A los presidentes no les gusta renunciar a sus grandes ideas. El arancel de McKinley tuvo una mala acogida y fue seguido por fuertes aumentos de precios. En las elecciones de 1890, los votantes se volvieron contra su partido, lo que les costó a los republicanos la mayoría en la Cámara de Representantes y casi la mitad de sus escaños. Pero la fe de McKinley en que los aranceles traerían prosperidad nunca disminuyó. Elegido presidente en 1896, los aumentó rápidamente aún más y utilizó la amenaza de nuevos aumentos como palanca ante países extranjeros hasta su asesinato en 1901.

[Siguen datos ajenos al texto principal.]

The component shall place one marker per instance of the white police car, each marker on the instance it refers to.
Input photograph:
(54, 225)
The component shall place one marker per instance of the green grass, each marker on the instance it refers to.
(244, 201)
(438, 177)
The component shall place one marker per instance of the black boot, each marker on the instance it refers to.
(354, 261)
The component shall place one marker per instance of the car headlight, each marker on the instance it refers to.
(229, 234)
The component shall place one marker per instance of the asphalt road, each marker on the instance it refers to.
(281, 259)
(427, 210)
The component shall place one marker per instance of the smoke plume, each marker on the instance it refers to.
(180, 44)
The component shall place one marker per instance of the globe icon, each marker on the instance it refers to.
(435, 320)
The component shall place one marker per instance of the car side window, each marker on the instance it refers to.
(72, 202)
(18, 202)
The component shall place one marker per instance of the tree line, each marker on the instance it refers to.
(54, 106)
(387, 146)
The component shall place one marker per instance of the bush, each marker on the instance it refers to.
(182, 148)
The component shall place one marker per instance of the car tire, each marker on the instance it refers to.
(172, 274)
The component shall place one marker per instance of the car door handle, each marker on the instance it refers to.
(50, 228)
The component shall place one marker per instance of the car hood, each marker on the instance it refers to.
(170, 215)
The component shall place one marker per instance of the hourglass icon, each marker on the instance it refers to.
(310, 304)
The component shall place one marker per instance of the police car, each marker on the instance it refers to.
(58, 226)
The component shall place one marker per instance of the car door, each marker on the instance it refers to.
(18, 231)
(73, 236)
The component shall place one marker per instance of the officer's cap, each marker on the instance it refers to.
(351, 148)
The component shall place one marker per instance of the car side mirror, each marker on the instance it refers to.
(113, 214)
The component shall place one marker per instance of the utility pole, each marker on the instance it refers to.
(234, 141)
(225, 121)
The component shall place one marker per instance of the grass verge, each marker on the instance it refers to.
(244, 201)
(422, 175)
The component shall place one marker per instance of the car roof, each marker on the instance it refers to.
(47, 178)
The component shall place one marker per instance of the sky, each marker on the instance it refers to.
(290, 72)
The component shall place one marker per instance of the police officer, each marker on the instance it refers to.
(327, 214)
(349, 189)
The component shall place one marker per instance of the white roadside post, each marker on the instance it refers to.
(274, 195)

Trump tampoco ha cedido. Su pausa en los aranceles para más de 70 países fue eclipsada por las mayores que impuso a China. Además de iniciar una guerra comercial a gran escala con China, sus aranceles universales del 10 por ciento siguen vigentes, junto con los aranceles sectoriales sobre el acero y los automóviles. Incluso al anunciar su pausa, Trump se quejó de que los inversores se habían puesto nerviosos y de que los mercados de bonos se habían vuelto inquietos. No parecía alguien que cuestionara sus convicciones fundamentales. “Todavía no ha terminado nada”, dijo con tono desafiante.
Aunque puede haber sufrido un revés, todo indica que su estrategia sigue intacta: todavía cree, como lo hizo McKinley, que el proteccionismo es la clave para un renacimiento estadounidense.
Si Trump sigue adelante con aranceles agresivos, podríamos finalmente aclarar quién tiene razón: él o los economistas, banqueros e inversores que advierten que su enfoque reducirá el comercio global, reavivará la inflación, perjudicará la economía estadounidense y dejará a Estados Unidos más pobre, más débil y más aislado que antes.